Buddy and I landed a few fish and missed a few bites, only fished about an hour and a half. It was a good day on the water.


----------



## creekcrawler (Oct 5, 2004)

Nice job.

Sent from my XT1080 using Tapatalk


----------



## GrandRiverBassman (Mar 26, 2016)

That was today? You must be out west cause it was a blizzard this morning. Was able to get one on a jig and maggot.


----------



## steelhead sniper 860 (Nov 6, 2013)

No it was yesterday


----------



## laynhardwood (Dec 27, 2009)

I got some in the same unstocked tribe today. I had four hooked and landed 2


----------



## steelhead sniper 860 (Nov 6, 2013)

Landed 4 today off an Unstocked Trib in about 1.5hrs, creek was MUD but they were biting!


----------



## steelhead sniper 860 (Nov 6, 2013)




----------



## hailtothethief (Jan 18, 2017)

Did u put shrimp in a orange netting? Ill have to try it. Still working on my first shrimp hookup.


----------



## steelhead sniper 860 (Nov 6, 2013)

No, it was steelhead eggs that are busted from the fight. but I had a bag of shrimp on me for backup, never got around to them.


----------



## SelfTaught (Mar 27, 2014)

COOL


----------



## Ferdinando78 (Mar 28, 2013)

Hit a trib off the grand Sunday hooked a few fresh ones when the afternoon came around. Going out this afternoon, hopefully new fish are still pushing up.


----------



## steelhead sniper 860 (Nov 6, 2013)

Landed 5 more today


----------



## steelhead sniper 860 (Nov 6, 2013)




----------



## Ferdinando78 (Mar 28, 2013)

Nice fish. I was able to hook a couple in the little time I was able to get out. With this rain the tribs will get some good water. It was very low yesterday


----------



## steelhead sniper 860 (Nov 6, 2013)

Small creek I was at was still quite stained maybe 5 inches of visibility


----------



## NEOhioangler1998 (Feb 15, 2017)

I know people don't want to give out spots but where are you guys catching them ?


----------



## laynhardwood (Dec 27, 2009)

That's too secret 007 stuff


----------



## hailtothethief (Jan 18, 2017)

Simplest way to find spots is to walk the river and people watch. You see fish roped up to the shore its prob a good spot. Fishing is going to get bananas moving forward.


----------



## chuckNduck (Jun 29, 2012)

NEOhioangler1998 said:


> I know people don't want to give out spots but where are you guys catching them ?
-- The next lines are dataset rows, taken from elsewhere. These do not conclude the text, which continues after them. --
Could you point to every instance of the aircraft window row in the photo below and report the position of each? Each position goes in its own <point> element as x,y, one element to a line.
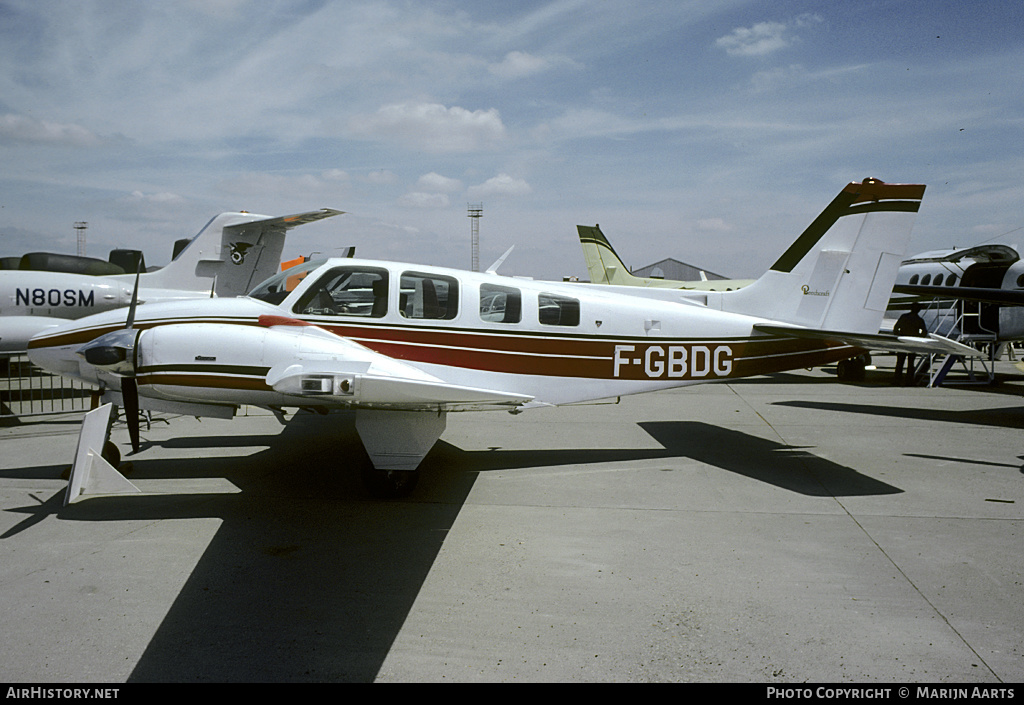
<point>500,303</point>
<point>927,280</point>
<point>364,292</point>
<point>428,296</point>
<point>558,310</point>
<point>347,291</point>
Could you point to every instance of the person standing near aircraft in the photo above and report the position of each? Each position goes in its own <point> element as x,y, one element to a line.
<point>910,324</point>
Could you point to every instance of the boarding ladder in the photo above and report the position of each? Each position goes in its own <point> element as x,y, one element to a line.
<point>949,318</point>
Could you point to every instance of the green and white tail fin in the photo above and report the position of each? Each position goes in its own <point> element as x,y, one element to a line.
<point>840,273</point>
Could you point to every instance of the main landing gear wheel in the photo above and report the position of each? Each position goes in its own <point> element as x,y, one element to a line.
<point>389,484</point>
<point>852,370</point>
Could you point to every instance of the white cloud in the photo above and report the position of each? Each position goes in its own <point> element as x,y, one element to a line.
<point>421,200</point>
<point>432,127</point>
<point>763,38</point>
<point>18,128</point>
<point>161,198</point>
<point>437,183</point>
<point>520,65</point>
<point>502,184</point>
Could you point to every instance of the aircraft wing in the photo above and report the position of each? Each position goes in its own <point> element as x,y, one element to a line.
<point>1013,297</point>
<point>933,344</point>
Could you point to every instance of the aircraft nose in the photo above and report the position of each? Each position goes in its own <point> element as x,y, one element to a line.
<point>53,359</point>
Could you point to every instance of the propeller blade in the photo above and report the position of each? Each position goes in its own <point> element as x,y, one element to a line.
<point>129,392</point>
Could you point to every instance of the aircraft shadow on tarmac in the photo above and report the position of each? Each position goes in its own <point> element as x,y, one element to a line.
<point>790,467</point>
<point>1003,417</point>
<point>306,579</point>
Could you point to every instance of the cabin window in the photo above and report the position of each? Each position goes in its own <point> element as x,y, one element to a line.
<point>347,291</point>
<point>500,303</point>
<point>428,296</point>
<point>558,310</point>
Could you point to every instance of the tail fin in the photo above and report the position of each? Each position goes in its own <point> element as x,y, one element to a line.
<point>839,274</point>
<point>603,265</point>
<point>233,253</point>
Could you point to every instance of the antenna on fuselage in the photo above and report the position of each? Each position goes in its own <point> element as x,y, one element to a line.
<point>475,212</point>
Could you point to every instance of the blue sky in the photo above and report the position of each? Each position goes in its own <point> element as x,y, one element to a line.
<point>710,131</point>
These are not secret spots. Pull up Google Earth, or any detailed area map, and look for feeders off of any of the Lake Erie tribs. Any of them could have fish in them. Some are easily accessed in park systems, while others require asking permission. These are small waters that can become very crowded, very quickly when people mention them by name, which is why many people generally will not post about the success they have on them. I only fish them on weekdays.


----------



## snag (Dec 27, 2005)

It's no secret to any of the tribs. With sat maps and google earth you can find just about any stream going toward Erie. I did it old style before those pc sites, I have northern county road maps and I can find any stream along the lakeshore. Now some are posted but back then we could get salmon from a few of them . Plus guys talk about certain parks they go to and it doesn't take to many smarts to put 2plus 2 together and find the spot. Talked to a guy last week and he was looking for spots on the grand from satellite links .. ahh the computer age spoils a lot of fisherman.


----------



## nooffseason (Nov 15, 2008)

snag said:


> It's no secret to any of the tribs. With sat maps and google earth you can find just about any stream going toward Erie. I did it old style before those pc sites, I have northern county road maps and I can find any stream along the lakeshore. Now some are posted but back then we could get salmon from a few of them . Plus guys talk about certain parks they go to and it doesn't take to many smarts to put 2plus 2 together and find the spot. Talked to a guy last week and he was looking for spots on the grand from satellite links .. ahh the computer age spoils a lot of fisherman.


Even with all the technology available, few will actually take the time to get out there and explore to find new (to them) spots. Most want to be able to park their car and start catching fish within ten minutes. It's this laziness of the general public that I rely on to be successful myself. I've used google earth quite a bit and always willing to hike to find fish. 

Thanks guys, for not mentioning your locations that I'm sure took time to discover


----------



## 1MoreKast (Mar 15, 2008)

nooffseason said:


> Even with all the technology available, few will actually take the time to get out there and explore to find new (to them) spots. Most want to be able to park their car and start catching fish within ten minutes. It's this laziness of the general public that I rely on to be successful myself. I've used google earth quite a bit and always willing to hike to find fish.
> 
> Thanks guys, for not mentioning your locations that I'm sure took time to discover


I have to agree with you. You can tell some people until you're blue in the face what and where and how but it's the miles on the boots that deem you a successful fisherman. Not to mention, catching a fish on water you searched for yourself without anybody's input is more rewarding. Oh and nice fish ss860! Keep em coming buddy.


----------



## 1MoreKast (Mar 15, 2008)

I also agree with snag in that it's become SUPER easy to find steelhead waters using Google maps and social media and other internet sources. It's pretty amazing though, that even with spoon feeding, some people won't even attempt. I'm driving up to Baldwin tomorrow to fish the P.M. I'm not sure what the river is going to look like as fast as she's flowing but I know I'm going to have to put in some foot work and use what the internet has to offer, otherwise, it'll be a 6 hour drive to do more hiking and less fishing instead of the other way around.


----------